# It's Koda's Turn...Halloween Costume!



## Melina (Feb 20, 2010)

I just got back from getting him this costume...Oh man, it cracks me up.

It's somewhat plushy, so before I got it on him he tried to grab it and run off with it like it was a new toy. I was like, "No! Ah! It's not a toy, it's a costume!" 

Bucking Bronco!









The beast has been tamed...


----------



## DCluver33 (May 27, 2010)

haha I thought about getting this for Dodger.
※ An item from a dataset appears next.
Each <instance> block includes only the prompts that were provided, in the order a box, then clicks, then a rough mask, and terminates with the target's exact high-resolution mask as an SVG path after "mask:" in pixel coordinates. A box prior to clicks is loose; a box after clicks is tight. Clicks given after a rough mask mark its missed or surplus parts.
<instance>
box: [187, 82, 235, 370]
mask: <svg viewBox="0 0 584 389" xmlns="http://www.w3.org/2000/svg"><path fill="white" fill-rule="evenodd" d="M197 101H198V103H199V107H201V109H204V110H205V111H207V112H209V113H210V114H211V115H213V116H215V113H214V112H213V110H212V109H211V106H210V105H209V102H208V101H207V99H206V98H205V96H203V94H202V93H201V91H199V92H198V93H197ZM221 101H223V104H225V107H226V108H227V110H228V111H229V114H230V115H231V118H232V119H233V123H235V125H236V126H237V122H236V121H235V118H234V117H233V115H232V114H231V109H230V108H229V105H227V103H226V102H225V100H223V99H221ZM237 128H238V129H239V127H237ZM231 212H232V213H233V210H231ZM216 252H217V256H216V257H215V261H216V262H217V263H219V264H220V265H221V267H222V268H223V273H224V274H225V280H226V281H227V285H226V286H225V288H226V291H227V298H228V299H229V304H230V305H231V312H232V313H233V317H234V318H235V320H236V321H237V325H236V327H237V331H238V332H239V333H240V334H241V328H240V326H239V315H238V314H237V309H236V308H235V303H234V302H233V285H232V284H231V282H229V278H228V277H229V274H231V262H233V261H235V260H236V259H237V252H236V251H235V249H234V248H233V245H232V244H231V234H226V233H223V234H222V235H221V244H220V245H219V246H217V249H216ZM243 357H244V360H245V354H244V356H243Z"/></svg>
I had a whole theme planned out I could be a cowgirl, Dodger could be the bucking bull, and my 2 year old nephew could be a pony.


----------



## KZoppa (Aug 14, 2010)

OMG i love it!!! can i use those pictures for my video?


----------



## JakodaCD OA (May 14, 2000)

that is to funny, there is a video on You tube that is hilarious, one of the dogs was wearing that costume!


----------



## Melina (Feb 20, 2010)

KZoppa said:


> OMG i love it!!! can i use those pictures for my video?


By all means, go ahead!  He looks like such a doofus, haha...These pictures definitely show the "softer side" that Shepherds have.


----------



## KZoppa (Aug 14, 2010)

awesome! thanks! and yes it does show the softer side along with the goofy side hehe!!!! love it!


----------



## Good_Karma (Jun 28, 2009)

Melina that is too cool! The people who come up with these costumes are so creative.


----------



## Miss Molly May (Feb 19, 2010)

:rofl: Ride em cowboy yee haa!!!!!!!


----------



## Wolfiesmom (Apr 10, 2010)

LMAO! I love it!!!


----------